Mayor Bill de Blasio announced yesterday that the city is implementing a ban on Styrofoam starting January 1st, 2019, concluding a legal and political battle has been going on since 2013. On Friday, Manhattan Civil Court Judge Margaret Chan dismissed a lawsuit against the city, clearing the way for the ban.

The ban targets food service establishments, stores and manufacturers, banning "Expanded Polystyrene (EPS) foam food service articles" and "loose fill packaging" like packaging peanuts. The de Blasio administration will be working with businesses over the next six months to transition them to new packaging materials. Here's why, in the city's words, this stuff is so awful:

EPS is a major source of neighborhood litter and hazardous to marine life. EPS foam is a lightweight material that can clog storm drains and can also end up on our beaches and in New York Harbor. EPS containers can break down into smaller pieces, which marine animals may mistake for food. The environmental assessment prepared for the bill found that expanded polystyrene particles can wind up in the harbor, and in the floating gyre of non-biodegradable plastic debris that has been found in the Atlantic Ocean - creating a hazard for marine life such as sea turtles and fish.

“I am thrilled that the Courts have finally determined what many of us have known all along—Expanded Polystyrene (EPS) is not recyclable,” said Council Member Antonio Reynoso. “If we are going to reach our goal of zero waste to landfill by 2030, we must begin targeting materials like styrofoam."

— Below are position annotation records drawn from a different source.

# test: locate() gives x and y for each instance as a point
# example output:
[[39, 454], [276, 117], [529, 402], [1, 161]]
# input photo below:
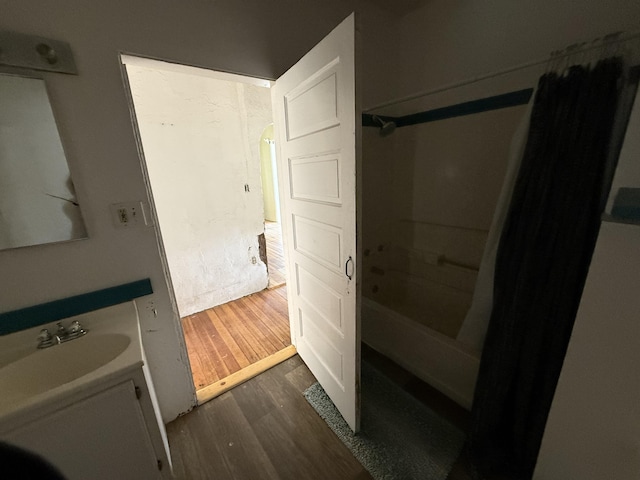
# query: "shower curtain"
[[541, 265]]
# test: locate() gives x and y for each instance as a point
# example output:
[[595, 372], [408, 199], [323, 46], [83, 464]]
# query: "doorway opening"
[[209, 159]]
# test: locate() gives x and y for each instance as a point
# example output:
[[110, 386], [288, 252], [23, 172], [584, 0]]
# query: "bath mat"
[[400, 438]]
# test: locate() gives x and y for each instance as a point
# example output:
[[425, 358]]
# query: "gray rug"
[[400, 438]]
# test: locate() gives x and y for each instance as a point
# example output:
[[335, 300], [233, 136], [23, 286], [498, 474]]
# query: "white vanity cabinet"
[[88, 405], [105, 435]]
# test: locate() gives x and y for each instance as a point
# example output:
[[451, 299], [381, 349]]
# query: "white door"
[[316, 127]]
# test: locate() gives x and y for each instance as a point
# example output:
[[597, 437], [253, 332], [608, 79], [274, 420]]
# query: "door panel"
[[315, 119]]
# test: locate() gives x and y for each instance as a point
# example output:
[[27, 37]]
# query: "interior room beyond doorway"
[[209, 157]]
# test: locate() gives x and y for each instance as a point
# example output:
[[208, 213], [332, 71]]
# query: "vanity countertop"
[[35, 382]]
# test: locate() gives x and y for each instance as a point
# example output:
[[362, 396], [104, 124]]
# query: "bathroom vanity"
[[86, 405]]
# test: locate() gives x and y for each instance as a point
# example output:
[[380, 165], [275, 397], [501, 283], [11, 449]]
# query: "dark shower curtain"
[[541, 266]]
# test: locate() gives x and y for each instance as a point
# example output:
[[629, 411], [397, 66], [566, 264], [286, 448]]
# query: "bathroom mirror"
[[37, 199]]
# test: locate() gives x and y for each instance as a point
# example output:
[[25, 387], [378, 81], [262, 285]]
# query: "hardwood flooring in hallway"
[[225, 339]]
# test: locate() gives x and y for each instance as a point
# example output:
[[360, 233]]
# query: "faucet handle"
[[44, 335], [76, 328], [45, 339]]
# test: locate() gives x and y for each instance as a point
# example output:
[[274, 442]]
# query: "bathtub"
[[442, 362]]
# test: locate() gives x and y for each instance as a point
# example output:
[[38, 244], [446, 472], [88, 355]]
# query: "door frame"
[[153, 213]]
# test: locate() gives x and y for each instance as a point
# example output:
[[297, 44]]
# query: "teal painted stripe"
[[505, 100], [29, 317]]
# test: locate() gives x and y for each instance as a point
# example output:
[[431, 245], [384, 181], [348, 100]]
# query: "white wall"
[[93, 117], [593, 430], [201, 138]]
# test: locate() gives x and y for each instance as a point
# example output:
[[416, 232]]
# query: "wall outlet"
[[129, 214]]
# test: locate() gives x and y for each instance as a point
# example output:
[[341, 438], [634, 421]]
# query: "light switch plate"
[[129, 214]]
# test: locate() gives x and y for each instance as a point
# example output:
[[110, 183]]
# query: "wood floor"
[[275, 254], [225, 339], [262, 429]]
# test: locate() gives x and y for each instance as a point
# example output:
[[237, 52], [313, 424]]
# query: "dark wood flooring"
[[225, 339], [262, 429]]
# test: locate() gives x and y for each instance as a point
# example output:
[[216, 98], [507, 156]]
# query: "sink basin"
[[52, 367]]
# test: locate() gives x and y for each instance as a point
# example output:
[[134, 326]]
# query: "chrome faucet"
[[45, 339]]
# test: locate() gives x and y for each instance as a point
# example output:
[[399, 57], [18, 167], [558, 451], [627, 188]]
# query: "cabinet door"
[[100, 437]]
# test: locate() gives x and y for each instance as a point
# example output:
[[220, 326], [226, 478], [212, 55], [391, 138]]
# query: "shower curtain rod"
[[553, 56]]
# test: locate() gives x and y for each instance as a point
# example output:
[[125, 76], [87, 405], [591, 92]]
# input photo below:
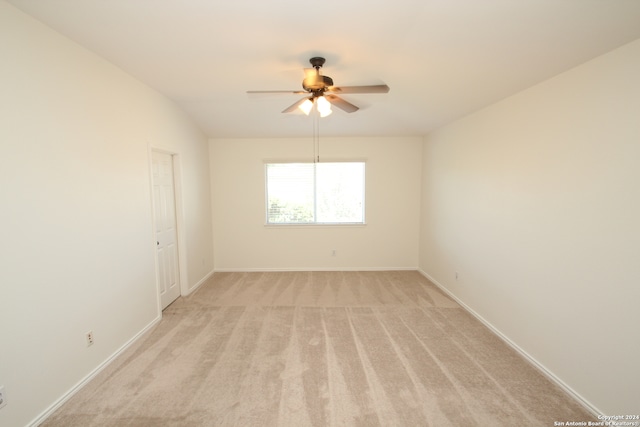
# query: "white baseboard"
[[200, 282], [311, 269], [69, 394], [546, 372]]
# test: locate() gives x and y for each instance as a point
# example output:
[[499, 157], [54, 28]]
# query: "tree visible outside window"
[[315, 193]]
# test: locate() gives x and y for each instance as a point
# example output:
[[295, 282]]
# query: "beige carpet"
[[319, 349]]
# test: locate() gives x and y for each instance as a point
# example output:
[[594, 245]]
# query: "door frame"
[[180, 226]]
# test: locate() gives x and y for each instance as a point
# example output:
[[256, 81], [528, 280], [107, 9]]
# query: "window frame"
[[315, 196]]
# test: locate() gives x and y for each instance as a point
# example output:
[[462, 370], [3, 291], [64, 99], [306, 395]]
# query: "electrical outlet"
[[3, 397], [89, 337]]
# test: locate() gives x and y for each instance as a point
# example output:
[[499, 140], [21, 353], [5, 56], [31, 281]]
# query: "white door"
[[166, 234]]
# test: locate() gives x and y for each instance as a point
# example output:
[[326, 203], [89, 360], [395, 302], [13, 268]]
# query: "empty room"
[[409, 213]]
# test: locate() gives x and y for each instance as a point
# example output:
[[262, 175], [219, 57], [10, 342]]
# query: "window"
[[315, 193]]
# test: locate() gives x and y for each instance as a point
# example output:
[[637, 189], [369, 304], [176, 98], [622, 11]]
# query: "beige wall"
[[535, 202], [77, 250], [389, 240]]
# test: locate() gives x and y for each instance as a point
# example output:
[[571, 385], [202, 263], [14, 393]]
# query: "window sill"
[[318, 225]]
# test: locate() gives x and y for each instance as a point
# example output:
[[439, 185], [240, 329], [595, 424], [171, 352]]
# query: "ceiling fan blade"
[[295, 105], [359, 89], [278, 91], [341, 103]]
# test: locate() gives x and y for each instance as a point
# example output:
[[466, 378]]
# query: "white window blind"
[[315, 193]]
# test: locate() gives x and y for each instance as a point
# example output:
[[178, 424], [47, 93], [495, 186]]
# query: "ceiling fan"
[[319, 90]]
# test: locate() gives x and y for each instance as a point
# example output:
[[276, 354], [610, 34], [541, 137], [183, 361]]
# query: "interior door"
[[164, 202]]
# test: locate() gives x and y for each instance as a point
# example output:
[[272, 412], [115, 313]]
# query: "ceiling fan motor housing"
[[317, 83]]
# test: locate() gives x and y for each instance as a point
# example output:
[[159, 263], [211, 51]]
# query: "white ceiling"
[[441, 58]]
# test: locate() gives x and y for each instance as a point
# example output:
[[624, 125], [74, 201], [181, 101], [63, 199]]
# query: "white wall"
[[77, 250], [388, 240], [535, 201]]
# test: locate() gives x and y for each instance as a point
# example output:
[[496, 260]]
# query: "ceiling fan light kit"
[[323, 92]]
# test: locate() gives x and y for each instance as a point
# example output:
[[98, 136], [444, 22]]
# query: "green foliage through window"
[[315, 193]]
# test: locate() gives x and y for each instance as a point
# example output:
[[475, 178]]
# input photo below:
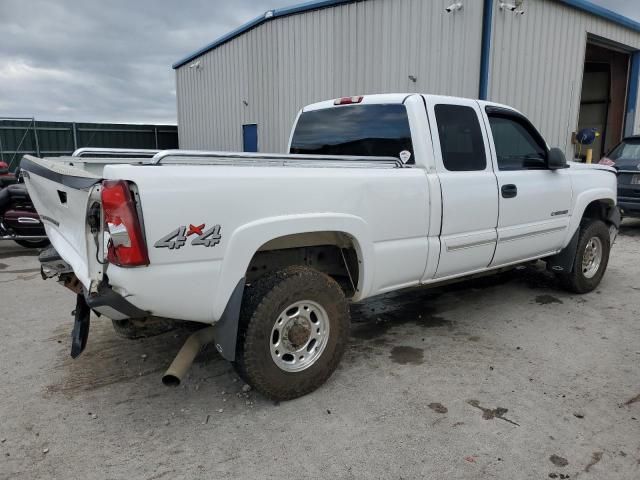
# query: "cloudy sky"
[[110, 61]]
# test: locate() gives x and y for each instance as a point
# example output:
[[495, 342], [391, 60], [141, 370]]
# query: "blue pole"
[[632, 97], [485, 53]]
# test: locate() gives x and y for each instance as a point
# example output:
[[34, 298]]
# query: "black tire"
[[134, 329], [262, 305], [33, 243], [576, 281]]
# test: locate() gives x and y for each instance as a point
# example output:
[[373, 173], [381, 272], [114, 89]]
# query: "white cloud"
[[110, 61]]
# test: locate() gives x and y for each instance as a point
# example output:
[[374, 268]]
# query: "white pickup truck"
[[378, 193]]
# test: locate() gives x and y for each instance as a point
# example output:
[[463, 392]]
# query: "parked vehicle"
[[625, 158], [18, 218], [269, 249]]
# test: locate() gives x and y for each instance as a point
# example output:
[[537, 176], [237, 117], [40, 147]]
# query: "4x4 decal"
[[178, 237]]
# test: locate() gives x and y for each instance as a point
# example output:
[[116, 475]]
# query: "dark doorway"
[[604, 95], [250, 137]]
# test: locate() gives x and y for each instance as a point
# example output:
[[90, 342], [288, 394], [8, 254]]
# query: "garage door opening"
[[604, 95]]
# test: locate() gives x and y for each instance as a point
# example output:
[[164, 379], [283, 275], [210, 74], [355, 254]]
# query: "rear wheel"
[[294, 326], [33, 243], [591, 260]]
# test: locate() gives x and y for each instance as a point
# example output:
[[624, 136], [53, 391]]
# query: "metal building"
[[566, 64]]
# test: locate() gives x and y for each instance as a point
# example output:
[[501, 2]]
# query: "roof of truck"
[[269, 15], [396, 98]]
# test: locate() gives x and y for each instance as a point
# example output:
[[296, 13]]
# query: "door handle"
[[509, 190]]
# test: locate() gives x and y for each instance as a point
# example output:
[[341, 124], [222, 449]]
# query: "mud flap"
[[80, 331], [562, 262], [226, 329]]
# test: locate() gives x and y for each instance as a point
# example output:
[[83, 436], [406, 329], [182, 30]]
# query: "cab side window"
[[460, 138], [518, 145]]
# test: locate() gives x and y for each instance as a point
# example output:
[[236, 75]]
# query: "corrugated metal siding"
[[537, 61], [363, 47]]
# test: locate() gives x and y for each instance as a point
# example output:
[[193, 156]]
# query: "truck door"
[[468, 185], [535, 202]]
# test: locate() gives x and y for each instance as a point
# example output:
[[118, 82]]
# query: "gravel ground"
[[505, 377]]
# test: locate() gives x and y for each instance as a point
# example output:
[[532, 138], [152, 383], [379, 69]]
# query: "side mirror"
[[556, 159]]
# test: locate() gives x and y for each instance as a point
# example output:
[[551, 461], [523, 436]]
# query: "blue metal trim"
[[269, 15], [485, 52], [583, 5], [632, 99], [605, 13]]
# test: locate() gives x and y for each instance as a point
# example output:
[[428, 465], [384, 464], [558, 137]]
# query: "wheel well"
[[598, 209], [333, 253]]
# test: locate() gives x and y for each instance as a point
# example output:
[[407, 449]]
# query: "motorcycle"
[[19, 220]]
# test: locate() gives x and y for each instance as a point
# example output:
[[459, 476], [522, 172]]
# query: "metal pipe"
[[114, 152], [185, 357], [276, 158]]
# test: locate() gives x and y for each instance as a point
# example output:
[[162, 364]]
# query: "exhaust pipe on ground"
[[185, 357]]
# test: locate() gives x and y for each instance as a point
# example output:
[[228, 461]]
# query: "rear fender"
[[582, 202], [246, 240]]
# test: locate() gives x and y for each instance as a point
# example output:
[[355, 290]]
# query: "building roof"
[[582, 5]]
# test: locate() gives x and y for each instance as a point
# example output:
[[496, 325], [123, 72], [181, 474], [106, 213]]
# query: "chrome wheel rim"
[[299, 336], [592, 257]]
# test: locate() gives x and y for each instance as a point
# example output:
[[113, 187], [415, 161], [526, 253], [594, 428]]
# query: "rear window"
[[627, 150], [362, 130]]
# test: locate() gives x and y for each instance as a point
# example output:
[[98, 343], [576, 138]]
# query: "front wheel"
[[293, 330], [592, 257]]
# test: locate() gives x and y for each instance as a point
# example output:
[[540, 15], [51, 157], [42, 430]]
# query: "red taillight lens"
[[348, 100], [127, 246]]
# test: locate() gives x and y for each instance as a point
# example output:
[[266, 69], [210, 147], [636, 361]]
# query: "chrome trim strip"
[[28, 220], [478, 243], [532, 234]]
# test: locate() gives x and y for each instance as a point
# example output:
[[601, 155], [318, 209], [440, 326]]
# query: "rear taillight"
[[348, 100], [127, 246]]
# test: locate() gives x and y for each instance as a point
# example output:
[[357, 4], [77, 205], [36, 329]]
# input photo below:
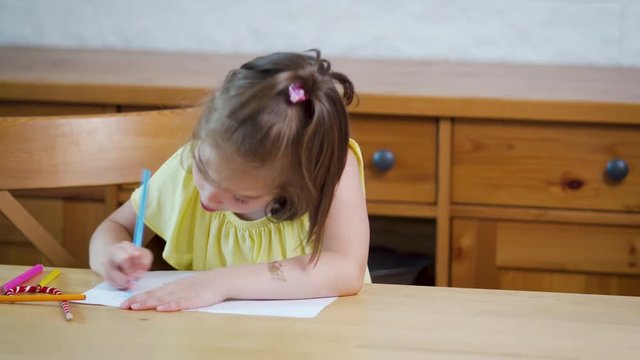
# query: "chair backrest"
[[88, 150], [82, 150]]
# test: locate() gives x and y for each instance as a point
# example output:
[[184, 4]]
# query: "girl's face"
[[225, 183]]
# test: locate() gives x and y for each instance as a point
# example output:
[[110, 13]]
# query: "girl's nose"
[[215, 197]]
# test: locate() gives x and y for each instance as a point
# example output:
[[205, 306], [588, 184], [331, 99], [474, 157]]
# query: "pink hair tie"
[[296, 93]]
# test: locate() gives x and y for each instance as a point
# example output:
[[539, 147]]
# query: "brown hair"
[[305, 142]]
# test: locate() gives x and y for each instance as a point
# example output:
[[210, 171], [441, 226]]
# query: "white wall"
[[532, 31]]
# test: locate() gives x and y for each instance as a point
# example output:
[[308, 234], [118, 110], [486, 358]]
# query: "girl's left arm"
[[339, 271]]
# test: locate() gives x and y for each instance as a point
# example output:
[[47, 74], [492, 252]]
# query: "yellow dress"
[[200, 240]]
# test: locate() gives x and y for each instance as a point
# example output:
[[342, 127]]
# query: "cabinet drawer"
[[573, 248], [412, 141], [546, 165]]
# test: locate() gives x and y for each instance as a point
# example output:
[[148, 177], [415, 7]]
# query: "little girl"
[[267, 197]]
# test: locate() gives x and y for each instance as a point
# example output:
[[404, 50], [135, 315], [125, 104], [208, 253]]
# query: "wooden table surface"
[[399, 87], [382, 322]]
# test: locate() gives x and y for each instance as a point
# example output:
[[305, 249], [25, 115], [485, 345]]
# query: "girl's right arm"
[[112, 254]]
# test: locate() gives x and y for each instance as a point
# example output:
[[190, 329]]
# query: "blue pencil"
[[139, 228]]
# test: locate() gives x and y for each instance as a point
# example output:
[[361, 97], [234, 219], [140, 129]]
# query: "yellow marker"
[[47, 279]]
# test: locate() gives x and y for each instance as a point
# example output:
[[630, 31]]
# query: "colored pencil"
[[41, 297], [47, 279], [25, 276], [139, 227], [66, 309]]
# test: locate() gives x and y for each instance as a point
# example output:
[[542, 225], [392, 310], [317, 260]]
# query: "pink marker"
[[24, 277]]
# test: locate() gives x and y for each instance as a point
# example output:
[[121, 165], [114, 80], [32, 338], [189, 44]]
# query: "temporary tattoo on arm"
[[275, 269]]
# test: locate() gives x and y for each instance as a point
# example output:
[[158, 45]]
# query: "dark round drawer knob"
[[383, 160], [617, 169]]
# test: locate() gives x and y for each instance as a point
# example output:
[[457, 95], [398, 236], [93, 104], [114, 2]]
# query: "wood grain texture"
[[545, 165], [413, 143], [545, 257], [52, 152], [443, 212], [399, 87], [34, 231], [381, 322]]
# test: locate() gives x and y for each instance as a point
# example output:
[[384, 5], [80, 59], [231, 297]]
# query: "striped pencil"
[[41, 297], [46, 290]]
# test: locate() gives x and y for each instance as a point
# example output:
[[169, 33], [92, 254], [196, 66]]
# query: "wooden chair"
[[81, 151]]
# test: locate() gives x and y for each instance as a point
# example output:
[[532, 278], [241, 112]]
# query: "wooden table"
[[382, 322]]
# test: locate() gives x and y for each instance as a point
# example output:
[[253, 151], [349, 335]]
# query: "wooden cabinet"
[[503, 165], [410, 144], [542, 256], [510, 161], [553, 165]]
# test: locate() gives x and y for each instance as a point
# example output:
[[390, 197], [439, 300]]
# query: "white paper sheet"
[[104, 294]]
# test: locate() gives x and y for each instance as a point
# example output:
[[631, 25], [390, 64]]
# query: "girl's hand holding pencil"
[[127, 261], [125, 264]]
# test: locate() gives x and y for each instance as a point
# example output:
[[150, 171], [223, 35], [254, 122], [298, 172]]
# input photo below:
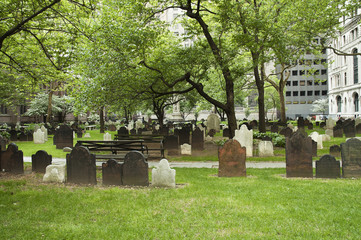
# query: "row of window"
[[308, 82], [309, 72], [303, 93]]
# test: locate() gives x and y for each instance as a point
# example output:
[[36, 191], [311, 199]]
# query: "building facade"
[[344, 74]]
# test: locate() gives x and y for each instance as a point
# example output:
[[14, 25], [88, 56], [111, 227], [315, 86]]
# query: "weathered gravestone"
[[40, 160], [328, 167], [232, 159], [112, 173], [81, 168], [338, 131], [197, 140], [63, 137], [287, 132], [335, 150], [135, 170], [299, 156], [213, 122], [351, 158], [171, 144], [163, 175], [12, 160], [349, 129]]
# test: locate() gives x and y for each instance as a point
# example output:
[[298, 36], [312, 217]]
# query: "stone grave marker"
[[171, 144], [198, 140], [112, 173], [63, 137], [40, 160], [135, 170], [328, 167], [232, 159], [81, 168], [299, 156], [335, 150], [265, 149], [351, 158], [213, 122], [245, 138], [55, 173], [12, 160], [163, 175]]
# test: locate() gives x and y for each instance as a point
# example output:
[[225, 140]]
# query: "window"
[[355, 67]]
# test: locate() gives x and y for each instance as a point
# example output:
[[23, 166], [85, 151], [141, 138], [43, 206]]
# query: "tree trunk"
[[49, 112], [101, 115]]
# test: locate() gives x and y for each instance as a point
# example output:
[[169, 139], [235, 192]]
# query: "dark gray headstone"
[[135, 170], [197, 140], [171, 144], [40, 160], [80, 166], [232, 159], [335, 150], [328, 167], [12, 160], [351, 158], [299, 156], [112, 173], [63, 137]]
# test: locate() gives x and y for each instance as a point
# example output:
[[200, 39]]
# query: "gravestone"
[[40, 160], [171, 144], [338, 131], [299, 156], [213, 122], [81, 168], [135, 170], [226, 132], [55, 173], [328, 167], [63, 137], [112, 173], [232, 159], [12, 160], [287, 132], [265, 149], [349, 129], [351, 158], [163, 175], [198, 140], [245, 138]]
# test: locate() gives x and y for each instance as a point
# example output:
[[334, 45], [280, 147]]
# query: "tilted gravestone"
[[12, 160], [40, 160], [197, 140], [351, 158], [232, 159], [335, 150], [171, 144], [135, 170], [112, 173], [63, 137], [299, 156], [328, 167], [81, 168]]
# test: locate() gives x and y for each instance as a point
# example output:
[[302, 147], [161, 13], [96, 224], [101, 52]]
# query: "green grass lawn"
[[264, 205]]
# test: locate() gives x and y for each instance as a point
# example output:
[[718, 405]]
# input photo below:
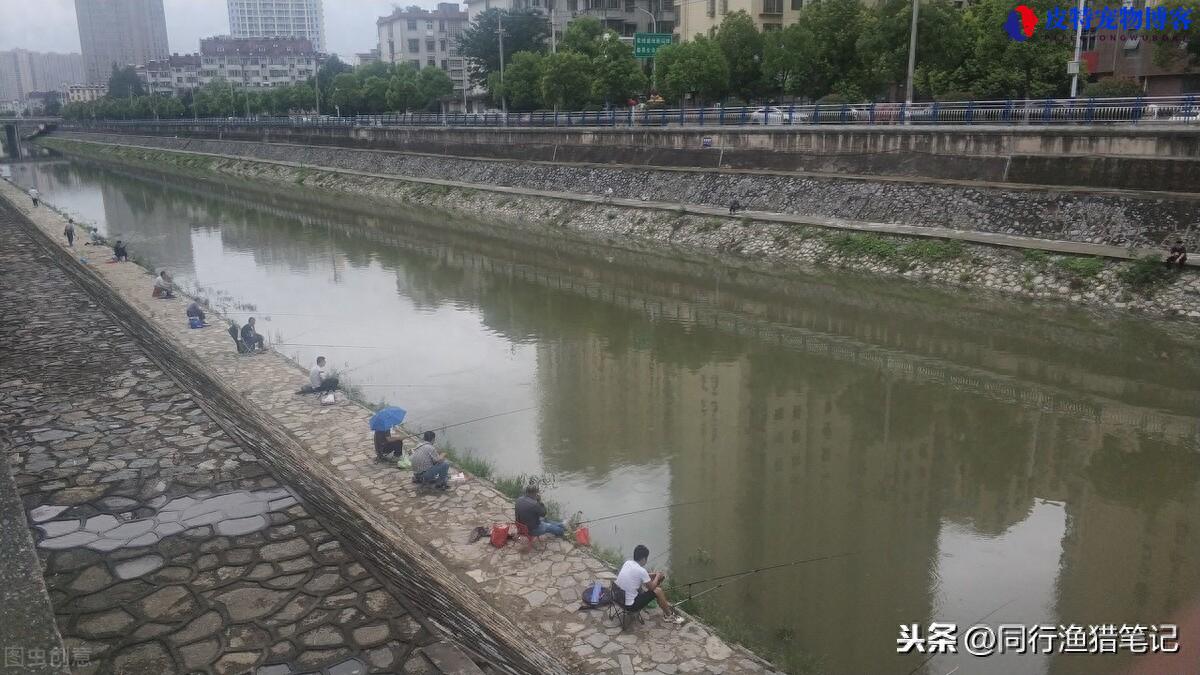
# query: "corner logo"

Businesses, especially minority owned businesses, have been concerned about the cost of replacing foam packaging. "We hear from minority business owners all the time about increasing costs for them to do business here," Bronx area Councilman Fernando Cabrera said in an interview with WNYC last year. "Clamshell containers and cups are a staple in ethnic restaurants in my community." WNYC noted that Cabrera received $39,095 in campaign contributions from Ariane Dart, the wife of Robert Dart, CEO of Dart Container, one of the organizations suing the city.

There will be hardship exceptions available for businesses and non-profits making less than $500,000 a year, so you might still be getting your takeout in immortal foam clamshell containers for years to come.

Back in 2013, the City Council banned foam take-out containers, but the law didn't go into effect until 2015, after a one-year study to see if polystyrene was recyclable. The Department of Sanitation concluded the containers were non-recyclable. A coalition of restaurant and manufacturing groups then sued the city, arguing that polystyrene was recyclable, and they won the suit. The judge ruled the Department of Sanitation needed to produce another report on the feasibility of recycling these containers. The report came out last month, and the Sanitation Department concluded, again, that "expanded polystyrene cannot be recycled."

New York will join an ever-growing list of cities and counties across the country that have banned plastic foam products. McDonalds and Dunkin' Donuts have also promised to eliminate foam cups, but not everyone is happy with the changes.